Each business needs different business intelligence services. If you need to process data sets over 100 GB, extract data from multiple and extensive resources, both structured and unstructured, or summarize and transform large amounts of unstructured data into a structured format for better analytics, then you will need data architecture. Knowing this will narrow your choice of agency.

What Kind of Storage and Backup Solution Do You Need?

There are several types of storage and backup solutions. Let’s take a closer look at the most popular ones offered by data analytics companies.

On-premise is far more expensive and demanding. It’s a physical platform that requires large numbers of servers, a large facility to house them, and large amounts of electricity to run them. 

Additionally, it requires on-site IT teams to make sure that everything runs smoothly. All of this is further increased if you also decide to back up data on-premise. The upside is that you have more control over the data, and this type of backup solution is considered faster and more secure from cyber data breaches. 

On the other hand, a top analytics company is likely to prefer the cloud because it’s more scalable and far cheaper. The downside is that it solely relies on an internet connection, so a small glitch can inhibit data processing. Moreover, it often limits management and maintenance. 

There are several types of backup. Each is beneficial in the specific circumstances outlined below: 

  • Private cloud storage and backup are good if you’re dealing with data that’s sensitive in legal, compliance, or security. However, it’s limited in terms of scalability and requires dedicated staff.
  • Public cloud storage is significantly cheaper and very flexible for scaling. It might also appeal to big data solution providers because it doesn’t require any human attention for maintenance. Its reliability, however, depends on internet connectivity and service provider availability. In terms of backup, service providers ensure that the data being backed up to the cloud is protected via advanced encryption techniques before, after, and during transit. Plus, backed-up data can be replicated over multiple data centers, allowing for an additional layer of security.
  • Hybrid cloud storage is best when you need a “seasonal” scale when facing short periods of extreme loads of data, but you don’t want to compromise the security offered by a private cloud. In terms of backup, this is probably the most cost-effective and efficient solution, as you can back up sensitive and/or frequently used data on a private cloud, and the rest on a public one.

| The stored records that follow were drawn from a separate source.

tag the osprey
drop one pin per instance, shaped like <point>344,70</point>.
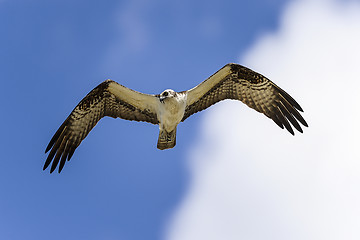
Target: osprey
<point>169,108</point>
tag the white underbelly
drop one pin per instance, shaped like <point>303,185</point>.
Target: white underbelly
<point>171,114</point>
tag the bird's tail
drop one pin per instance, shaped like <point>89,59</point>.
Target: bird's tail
<point>166,139</point>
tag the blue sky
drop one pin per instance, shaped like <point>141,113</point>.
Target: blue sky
<point>118,185</point>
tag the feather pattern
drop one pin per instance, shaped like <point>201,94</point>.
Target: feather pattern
<point>104,100</point>
<point>237,82</point>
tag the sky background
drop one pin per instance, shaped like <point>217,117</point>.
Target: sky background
<point>233,174</point>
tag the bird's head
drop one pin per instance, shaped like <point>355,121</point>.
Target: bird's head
<point>167,94</point>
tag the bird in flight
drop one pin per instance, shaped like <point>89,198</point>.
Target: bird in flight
<point>169,108</point>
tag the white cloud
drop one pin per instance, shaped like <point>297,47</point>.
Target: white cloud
<point>252,180</point>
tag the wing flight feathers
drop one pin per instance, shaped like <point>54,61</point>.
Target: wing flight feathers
<point>107,99</point>
<point>237,82</point>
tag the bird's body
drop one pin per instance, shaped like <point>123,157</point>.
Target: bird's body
<point>169,108</point>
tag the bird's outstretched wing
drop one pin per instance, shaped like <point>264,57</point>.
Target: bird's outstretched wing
<point>237,82</point>
<point>107,99</point>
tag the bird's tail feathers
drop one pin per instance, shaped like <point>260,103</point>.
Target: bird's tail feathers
<point>166,139</point>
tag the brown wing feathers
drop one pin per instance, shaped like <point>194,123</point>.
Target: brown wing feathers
<point>257,92</point>
<point>97,104</point>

Cloud consultants can assist you to choose the cloud backup that is best for your needs.

What Is the Company’s Maintenance and Training Policy?

The best data analytics companies will follow the most effective maintenance protocols to minimize the number of failures that might occur during production. Some companies offer predictive maintenance, which is required for the major components whose failure would cause a function loss and safety risk. Others will offer preventive maintenance, where the components of equipment items are replaced at a predefined interval. There’s no right or wrong here, and it’s not unusual for businesses to adopt a mix of the two types. 

Furthermore, some of the big data companies listed here offer in-house training. This can enable you to learn how to solve certain big data problems, as well as gain the skills to store, process, and analyze large amounts of data.